A BC student and survivor of sexual assault then approached the podium to share their story. In the speech, the student discussed misconceptions about sexual abuse.
“The idea that perpetrators are these random people in alleyways or strangers is the exception,” the student said. “I am the reality that more often than not, people know their assailants.”
Another BC student shared an original poem written specifically for the Take Back the Night event. In the poem, the student illustrated the physical and emotional damage caused by sexual assault, highlighting the challenges of the healing process.

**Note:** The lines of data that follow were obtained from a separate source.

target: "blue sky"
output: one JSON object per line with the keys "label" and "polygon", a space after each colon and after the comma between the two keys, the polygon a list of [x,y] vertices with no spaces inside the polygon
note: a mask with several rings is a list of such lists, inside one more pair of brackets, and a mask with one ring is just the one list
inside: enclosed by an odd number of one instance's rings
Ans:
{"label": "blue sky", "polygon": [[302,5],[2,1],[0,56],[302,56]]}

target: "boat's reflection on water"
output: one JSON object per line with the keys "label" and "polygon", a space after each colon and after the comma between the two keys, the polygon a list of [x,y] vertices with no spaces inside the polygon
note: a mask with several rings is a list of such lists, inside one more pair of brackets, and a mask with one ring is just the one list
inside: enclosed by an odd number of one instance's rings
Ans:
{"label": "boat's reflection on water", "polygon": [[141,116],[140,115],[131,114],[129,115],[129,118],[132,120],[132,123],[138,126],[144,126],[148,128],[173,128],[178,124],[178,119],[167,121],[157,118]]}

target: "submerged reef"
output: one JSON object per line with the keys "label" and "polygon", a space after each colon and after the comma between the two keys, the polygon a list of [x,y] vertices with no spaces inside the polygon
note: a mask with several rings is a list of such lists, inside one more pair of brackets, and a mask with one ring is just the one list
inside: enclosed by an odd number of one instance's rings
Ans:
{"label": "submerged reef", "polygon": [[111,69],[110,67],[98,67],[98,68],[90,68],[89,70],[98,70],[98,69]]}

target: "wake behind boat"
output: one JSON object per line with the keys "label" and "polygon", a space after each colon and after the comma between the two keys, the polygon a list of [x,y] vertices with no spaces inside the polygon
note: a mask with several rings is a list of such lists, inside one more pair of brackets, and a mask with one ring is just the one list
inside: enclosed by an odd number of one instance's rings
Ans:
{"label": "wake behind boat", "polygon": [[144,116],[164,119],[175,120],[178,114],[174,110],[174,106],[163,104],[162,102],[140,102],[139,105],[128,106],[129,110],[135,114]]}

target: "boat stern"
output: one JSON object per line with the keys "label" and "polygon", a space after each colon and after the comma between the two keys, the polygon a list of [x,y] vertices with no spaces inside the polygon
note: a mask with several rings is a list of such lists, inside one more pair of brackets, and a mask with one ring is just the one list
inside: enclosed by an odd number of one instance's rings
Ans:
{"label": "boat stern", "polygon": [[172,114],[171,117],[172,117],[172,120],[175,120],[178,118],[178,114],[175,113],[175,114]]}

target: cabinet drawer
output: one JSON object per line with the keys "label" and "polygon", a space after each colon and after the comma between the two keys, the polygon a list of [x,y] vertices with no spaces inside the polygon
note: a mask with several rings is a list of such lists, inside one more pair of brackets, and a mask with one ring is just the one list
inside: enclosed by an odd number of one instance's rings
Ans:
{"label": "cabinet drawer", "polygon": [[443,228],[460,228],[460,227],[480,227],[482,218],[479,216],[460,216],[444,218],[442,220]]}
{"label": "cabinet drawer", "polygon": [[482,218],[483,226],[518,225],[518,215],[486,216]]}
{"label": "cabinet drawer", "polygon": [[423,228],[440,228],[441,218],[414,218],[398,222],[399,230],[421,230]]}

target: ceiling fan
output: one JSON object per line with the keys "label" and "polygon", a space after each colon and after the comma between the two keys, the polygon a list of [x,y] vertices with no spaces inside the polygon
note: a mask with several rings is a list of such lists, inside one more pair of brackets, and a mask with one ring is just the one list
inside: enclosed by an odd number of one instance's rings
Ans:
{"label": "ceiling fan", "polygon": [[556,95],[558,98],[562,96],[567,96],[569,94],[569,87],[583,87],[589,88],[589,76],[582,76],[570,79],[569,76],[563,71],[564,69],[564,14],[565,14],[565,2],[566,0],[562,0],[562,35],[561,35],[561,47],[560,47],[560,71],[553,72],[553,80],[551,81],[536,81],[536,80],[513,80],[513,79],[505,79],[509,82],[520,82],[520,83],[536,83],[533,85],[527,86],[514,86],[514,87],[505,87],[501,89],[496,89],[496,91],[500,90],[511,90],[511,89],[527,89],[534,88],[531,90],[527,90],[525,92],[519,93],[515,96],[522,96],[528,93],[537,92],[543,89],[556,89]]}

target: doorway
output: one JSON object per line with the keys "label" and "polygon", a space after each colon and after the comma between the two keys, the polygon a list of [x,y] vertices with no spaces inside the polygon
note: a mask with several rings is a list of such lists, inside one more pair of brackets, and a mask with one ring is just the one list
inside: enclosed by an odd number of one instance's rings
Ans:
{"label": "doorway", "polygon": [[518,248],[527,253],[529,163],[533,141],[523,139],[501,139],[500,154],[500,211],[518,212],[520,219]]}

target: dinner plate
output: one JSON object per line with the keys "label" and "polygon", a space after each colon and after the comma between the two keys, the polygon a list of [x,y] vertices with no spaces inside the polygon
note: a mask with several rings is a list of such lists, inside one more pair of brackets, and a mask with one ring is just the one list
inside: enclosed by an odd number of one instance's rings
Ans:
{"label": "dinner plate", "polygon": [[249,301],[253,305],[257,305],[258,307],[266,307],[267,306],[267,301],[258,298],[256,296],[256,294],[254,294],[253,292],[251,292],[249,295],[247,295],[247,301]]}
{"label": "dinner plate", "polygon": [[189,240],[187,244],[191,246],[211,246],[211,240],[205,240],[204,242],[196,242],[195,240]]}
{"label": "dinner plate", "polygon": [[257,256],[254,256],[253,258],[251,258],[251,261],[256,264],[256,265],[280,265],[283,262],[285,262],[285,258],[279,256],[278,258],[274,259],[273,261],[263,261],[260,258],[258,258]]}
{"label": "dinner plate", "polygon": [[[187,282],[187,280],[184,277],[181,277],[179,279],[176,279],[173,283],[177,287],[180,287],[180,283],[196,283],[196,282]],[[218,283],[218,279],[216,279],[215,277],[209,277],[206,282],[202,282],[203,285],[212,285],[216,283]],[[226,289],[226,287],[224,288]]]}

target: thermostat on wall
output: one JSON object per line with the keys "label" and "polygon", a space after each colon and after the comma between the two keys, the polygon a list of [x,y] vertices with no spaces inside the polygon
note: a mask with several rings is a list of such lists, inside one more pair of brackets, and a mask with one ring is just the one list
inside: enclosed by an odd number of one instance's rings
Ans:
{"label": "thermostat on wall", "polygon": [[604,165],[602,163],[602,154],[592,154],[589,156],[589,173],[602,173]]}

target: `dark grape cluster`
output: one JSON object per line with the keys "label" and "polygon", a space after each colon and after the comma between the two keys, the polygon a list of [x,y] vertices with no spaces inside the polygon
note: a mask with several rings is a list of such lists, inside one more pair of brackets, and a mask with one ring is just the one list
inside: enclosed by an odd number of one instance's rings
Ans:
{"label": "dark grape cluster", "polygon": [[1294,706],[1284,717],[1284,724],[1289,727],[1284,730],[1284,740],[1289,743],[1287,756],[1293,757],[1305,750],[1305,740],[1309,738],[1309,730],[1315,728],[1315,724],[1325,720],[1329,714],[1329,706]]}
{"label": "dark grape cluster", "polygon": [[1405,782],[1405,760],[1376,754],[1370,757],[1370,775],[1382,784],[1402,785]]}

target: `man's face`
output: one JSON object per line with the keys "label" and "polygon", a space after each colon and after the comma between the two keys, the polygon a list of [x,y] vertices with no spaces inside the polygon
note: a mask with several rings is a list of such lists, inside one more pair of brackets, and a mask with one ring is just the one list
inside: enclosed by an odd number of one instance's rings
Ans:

“And no one talks about how hard it is to write about the healing process,” the second student said. “To put your thoughts into words and bring such a delicate reality to life.”
Events like Take Back the Night are essential for college campuses, according to one attendee.
“[Sexual assault] is just important to know about and be informed about, and having big events like this across college campuses just ensures that more people hear about it and it’s something that’s talked about,” she said.
Kwak and Iafolla later read a pledge which written by the Women’s Center’s Bystander Intervention program to encourage advocacy in the BC community and end sexual assault on campus.
“In summary, I will support everyone in the Boston College community by listening, continuing to learn, intervening wherever I perceive any form of oppression, and committing to fostering a safe and inclusive environment for all,” Iafolla said.
The Women’s Center conclued the event by highlighting resources on BC’s campus available to individuals dealing with the impact of sexual assault, such as SANet, University Counseling Services, and the Women’s Center itself.
“Above all, we want to recognize that healing is not a linear journey, and there’s so much courage in reaching out and asking for support,” Kwak said.